What was the catalyst that made you start a page dedicated to qpoc tattooers?
The catalyst for me came from talking to QPOC tattooers online separately and realizing how many commonalities we had. I spoke to a lot of West Coast queer POC tattooers who were working towards opening their own spaces, and speaking to them was a breath of fresh air I didn't know I needed. I realized that if we had more of a network we could maybe create some level of culture of our own similar to what the mainstream queer tattooers instagram has created.
I was seeing levels of invisibility and exclusion for QPOC tattooer in online queer tattooing think pieces and community. At the same time I was noticing white queers engaging with appropriative and Orientalist tattooing being celebrated by queer tattoo spaces, while QPOC tattooers working in similar styles were not even getting visibility. That felt really unjust and upsetting, and through running the page I've discovered so many artists that didn't get the same level of air time from online queer tattoo spaces as white ones with larger followings, despite the quality and originality of their work being exceptional.
What has the reception been like for your Insta page qpoc.ttt? How has it enhanced or uplifted your own practice or experience?
The reception for qpoc.ttt has been a constant surprise. I started it as a whim and didn't realize the magnitude of it. I also didn't expect the level to which it's become a liaison between qpoc tattooers, and qpoc clients and white tattooers, queer or otherwise. It's been uplifting, and in some ways really scary because as a half-Indian person living in Vancouver I don't have the same stark experiences of racism that many followers from the United States do. I often question if I'm the best person to be running the page.
How did you learn to embrace your body, voice and experience in this world? What advice do you have for others trying to do the same?
I really have a lot of discomfort with my body and voice and my experience. I am of the diaspora and I spent most of my life believing I would grow up to be white. I'm only now reckoning with my non-whiteness, and learning how I can express that as well as my queerness in ways that feel comfortable to me. For me, coming to terms with being brown meant recognizing how whitewashing some manifestations of queerness could be. For others trying to do the same, I encourage folks to unapologetically hustle for what they need. To build community, and build business and art and to not try to make it perfect, but to do the best you can with what you've got. To give feedback gently and carefully, and to not hold yourself or others, especially marginalized people, to unrealistic standards. Only fierceness and excellence can come from such a compassionate and honest environment.
Do you think gender/race relations are improving? How do you think others can become more aware or involved in making things more progressive?
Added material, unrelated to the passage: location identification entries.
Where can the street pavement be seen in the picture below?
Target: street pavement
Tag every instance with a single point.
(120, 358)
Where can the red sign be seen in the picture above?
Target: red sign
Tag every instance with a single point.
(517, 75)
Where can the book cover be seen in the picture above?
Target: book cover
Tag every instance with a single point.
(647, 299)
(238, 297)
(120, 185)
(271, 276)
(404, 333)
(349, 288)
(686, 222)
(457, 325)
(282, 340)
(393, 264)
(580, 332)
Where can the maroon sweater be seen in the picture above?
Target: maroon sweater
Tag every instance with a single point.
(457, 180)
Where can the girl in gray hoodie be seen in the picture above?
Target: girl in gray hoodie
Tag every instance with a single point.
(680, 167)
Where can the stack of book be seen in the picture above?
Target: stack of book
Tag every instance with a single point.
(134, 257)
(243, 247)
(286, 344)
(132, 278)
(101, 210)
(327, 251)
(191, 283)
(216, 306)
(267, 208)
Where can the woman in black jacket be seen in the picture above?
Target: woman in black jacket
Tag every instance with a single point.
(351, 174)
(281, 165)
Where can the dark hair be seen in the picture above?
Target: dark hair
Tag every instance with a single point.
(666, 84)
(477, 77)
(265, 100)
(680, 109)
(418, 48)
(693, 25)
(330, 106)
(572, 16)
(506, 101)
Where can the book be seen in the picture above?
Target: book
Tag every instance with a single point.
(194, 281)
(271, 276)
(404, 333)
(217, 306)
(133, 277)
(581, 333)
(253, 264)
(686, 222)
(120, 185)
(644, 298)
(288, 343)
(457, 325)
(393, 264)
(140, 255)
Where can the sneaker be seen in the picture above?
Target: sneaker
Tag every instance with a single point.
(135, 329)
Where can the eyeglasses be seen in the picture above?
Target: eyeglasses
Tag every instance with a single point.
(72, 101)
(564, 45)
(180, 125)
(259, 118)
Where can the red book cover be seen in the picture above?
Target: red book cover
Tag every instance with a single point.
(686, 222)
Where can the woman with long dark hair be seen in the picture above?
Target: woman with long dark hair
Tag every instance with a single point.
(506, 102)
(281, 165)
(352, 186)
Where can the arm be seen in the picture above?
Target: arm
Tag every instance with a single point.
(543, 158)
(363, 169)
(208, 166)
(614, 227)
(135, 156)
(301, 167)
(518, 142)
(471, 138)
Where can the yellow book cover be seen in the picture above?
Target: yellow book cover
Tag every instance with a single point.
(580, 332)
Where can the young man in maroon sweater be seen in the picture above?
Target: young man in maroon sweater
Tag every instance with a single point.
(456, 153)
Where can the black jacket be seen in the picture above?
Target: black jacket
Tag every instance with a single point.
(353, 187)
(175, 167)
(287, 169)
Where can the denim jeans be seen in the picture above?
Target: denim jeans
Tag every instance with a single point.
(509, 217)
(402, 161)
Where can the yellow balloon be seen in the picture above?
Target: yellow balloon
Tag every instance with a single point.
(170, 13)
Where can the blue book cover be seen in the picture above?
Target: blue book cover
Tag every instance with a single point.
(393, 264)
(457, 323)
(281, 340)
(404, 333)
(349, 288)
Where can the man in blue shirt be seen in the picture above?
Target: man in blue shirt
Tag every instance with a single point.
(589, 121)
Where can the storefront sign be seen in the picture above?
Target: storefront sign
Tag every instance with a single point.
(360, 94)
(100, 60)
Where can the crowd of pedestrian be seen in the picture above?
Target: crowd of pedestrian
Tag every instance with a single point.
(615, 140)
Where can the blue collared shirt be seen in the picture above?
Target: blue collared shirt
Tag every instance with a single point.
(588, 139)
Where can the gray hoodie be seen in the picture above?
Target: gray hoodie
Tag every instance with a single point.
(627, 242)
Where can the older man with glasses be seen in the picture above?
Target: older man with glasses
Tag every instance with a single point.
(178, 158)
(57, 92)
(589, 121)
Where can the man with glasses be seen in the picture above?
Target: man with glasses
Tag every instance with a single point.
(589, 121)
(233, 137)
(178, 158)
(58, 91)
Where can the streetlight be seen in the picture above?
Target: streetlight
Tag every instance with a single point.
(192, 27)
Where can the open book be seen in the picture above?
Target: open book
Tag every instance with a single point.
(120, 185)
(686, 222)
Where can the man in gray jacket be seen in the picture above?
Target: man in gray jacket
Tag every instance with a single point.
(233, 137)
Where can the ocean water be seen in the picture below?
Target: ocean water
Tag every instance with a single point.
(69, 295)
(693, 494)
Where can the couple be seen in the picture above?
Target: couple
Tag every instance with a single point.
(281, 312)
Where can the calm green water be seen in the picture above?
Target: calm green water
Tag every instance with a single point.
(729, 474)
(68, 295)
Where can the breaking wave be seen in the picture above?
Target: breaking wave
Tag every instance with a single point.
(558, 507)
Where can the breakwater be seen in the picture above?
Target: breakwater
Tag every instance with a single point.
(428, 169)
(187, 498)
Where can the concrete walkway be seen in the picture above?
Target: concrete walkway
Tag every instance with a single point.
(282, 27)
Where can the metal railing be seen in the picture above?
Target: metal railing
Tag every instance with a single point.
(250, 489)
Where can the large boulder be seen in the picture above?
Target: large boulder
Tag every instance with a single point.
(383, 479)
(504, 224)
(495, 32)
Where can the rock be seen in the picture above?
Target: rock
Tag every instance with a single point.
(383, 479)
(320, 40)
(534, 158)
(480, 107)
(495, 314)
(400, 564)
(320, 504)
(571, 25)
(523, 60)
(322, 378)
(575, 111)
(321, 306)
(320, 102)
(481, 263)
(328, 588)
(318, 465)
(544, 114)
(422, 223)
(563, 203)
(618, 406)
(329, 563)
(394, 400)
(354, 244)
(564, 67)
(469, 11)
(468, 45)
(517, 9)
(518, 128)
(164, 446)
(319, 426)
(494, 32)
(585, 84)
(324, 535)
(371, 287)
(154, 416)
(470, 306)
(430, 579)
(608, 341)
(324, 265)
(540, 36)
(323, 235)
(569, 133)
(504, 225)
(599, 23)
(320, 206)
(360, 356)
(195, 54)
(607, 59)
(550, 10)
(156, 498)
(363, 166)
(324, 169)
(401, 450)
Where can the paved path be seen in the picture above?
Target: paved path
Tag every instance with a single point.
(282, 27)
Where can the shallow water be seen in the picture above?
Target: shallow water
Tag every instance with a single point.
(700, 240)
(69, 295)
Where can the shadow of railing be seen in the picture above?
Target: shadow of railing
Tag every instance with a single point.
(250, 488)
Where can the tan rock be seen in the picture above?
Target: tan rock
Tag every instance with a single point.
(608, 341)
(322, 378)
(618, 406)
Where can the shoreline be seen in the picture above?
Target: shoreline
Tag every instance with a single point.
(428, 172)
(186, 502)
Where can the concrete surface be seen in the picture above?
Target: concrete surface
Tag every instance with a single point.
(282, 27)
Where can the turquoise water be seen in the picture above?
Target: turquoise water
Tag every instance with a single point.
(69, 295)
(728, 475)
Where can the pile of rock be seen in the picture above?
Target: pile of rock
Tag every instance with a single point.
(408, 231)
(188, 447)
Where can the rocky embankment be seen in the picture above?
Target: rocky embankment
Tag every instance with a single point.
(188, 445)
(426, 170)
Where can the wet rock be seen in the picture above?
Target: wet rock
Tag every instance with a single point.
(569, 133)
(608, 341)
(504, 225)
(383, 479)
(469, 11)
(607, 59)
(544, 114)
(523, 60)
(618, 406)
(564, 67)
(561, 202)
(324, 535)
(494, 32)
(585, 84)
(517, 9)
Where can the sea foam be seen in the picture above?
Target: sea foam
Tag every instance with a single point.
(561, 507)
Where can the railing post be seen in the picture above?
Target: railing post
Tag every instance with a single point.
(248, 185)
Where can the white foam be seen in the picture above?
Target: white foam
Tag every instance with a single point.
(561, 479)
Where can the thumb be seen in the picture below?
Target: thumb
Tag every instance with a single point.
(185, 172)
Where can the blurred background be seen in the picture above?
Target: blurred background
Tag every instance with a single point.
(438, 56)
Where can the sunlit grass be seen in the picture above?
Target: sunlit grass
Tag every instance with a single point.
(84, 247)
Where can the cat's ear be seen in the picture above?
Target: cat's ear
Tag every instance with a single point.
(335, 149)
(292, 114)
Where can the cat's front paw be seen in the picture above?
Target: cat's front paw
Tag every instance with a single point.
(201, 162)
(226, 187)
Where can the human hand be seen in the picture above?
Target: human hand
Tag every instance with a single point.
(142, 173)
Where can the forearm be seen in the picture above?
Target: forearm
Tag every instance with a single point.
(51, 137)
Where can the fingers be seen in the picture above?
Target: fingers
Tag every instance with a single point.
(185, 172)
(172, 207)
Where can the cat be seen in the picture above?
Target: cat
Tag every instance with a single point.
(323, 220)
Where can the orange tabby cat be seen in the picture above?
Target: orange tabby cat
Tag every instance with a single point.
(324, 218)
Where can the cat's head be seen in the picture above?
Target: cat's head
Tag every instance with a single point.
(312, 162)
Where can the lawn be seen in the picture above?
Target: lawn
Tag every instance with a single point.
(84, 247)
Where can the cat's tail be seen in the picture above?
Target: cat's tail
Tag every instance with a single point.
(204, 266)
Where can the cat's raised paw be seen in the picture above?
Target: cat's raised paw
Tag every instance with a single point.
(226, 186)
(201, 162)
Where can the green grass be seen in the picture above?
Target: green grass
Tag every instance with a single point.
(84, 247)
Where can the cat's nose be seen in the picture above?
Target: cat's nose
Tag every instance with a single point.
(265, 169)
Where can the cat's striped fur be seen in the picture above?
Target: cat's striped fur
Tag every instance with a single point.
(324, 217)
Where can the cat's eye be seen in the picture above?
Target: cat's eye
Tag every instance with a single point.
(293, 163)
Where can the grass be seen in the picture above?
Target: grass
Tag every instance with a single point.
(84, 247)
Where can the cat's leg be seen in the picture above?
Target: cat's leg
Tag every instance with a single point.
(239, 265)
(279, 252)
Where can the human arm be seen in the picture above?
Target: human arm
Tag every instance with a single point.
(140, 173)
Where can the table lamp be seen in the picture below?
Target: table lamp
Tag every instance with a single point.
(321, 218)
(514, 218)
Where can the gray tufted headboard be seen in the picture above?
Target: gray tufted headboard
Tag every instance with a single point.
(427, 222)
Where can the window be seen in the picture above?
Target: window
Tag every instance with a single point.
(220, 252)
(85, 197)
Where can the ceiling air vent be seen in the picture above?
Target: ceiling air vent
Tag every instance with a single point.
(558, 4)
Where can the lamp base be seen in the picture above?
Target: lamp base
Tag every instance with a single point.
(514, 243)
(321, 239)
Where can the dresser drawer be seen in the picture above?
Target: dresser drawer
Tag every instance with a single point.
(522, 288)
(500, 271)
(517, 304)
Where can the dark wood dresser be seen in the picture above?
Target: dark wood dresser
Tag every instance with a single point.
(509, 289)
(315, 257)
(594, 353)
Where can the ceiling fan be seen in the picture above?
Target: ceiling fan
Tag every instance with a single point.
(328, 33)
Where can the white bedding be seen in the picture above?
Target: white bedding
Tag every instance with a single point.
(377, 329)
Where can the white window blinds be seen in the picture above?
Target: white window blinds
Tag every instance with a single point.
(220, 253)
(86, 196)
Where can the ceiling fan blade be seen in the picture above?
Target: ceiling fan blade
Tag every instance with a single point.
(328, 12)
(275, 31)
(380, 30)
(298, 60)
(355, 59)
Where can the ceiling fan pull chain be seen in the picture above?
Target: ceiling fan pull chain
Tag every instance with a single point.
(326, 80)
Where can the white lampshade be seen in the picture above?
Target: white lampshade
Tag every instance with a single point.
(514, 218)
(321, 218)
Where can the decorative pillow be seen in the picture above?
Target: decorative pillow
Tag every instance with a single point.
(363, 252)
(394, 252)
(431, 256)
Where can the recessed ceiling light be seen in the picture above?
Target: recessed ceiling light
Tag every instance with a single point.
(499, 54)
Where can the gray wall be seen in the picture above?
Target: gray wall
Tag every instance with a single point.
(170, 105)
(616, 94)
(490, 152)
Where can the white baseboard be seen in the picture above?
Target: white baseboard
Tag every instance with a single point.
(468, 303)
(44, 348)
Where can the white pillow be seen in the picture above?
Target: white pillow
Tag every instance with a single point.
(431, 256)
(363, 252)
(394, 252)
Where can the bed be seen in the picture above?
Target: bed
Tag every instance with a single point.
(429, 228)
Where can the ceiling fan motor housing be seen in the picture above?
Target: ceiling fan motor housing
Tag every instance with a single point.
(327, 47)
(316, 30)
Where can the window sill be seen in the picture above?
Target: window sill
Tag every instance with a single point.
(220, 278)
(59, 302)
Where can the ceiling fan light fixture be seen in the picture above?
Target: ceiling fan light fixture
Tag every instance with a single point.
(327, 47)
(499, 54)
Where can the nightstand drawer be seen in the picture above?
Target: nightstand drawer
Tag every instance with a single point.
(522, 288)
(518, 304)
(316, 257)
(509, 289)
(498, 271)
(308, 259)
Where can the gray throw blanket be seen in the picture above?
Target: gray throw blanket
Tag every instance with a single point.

Overall yes and no. I think that through tattooing as one example, people like me are gaining a voice that gets our stories heard. At the same time race relations are starting to hit a fever pitch internationally. Indigenous communities in Canada are contending with pipelines they don't want being forced across their land while our premier cries crocodile tears for reconciliation. In the states police violence against black folks is increasing in visibility and the abuses suffered by migrants at the hands of ICE are coming to light. Visibility for all these issues has increased to the point where it's inescapable. It's just a question of whether or not change will happen. With the rise of white supremacy and the Alt-Right in North America, it's more important than ever to build our allies and our communities and to hold one another close.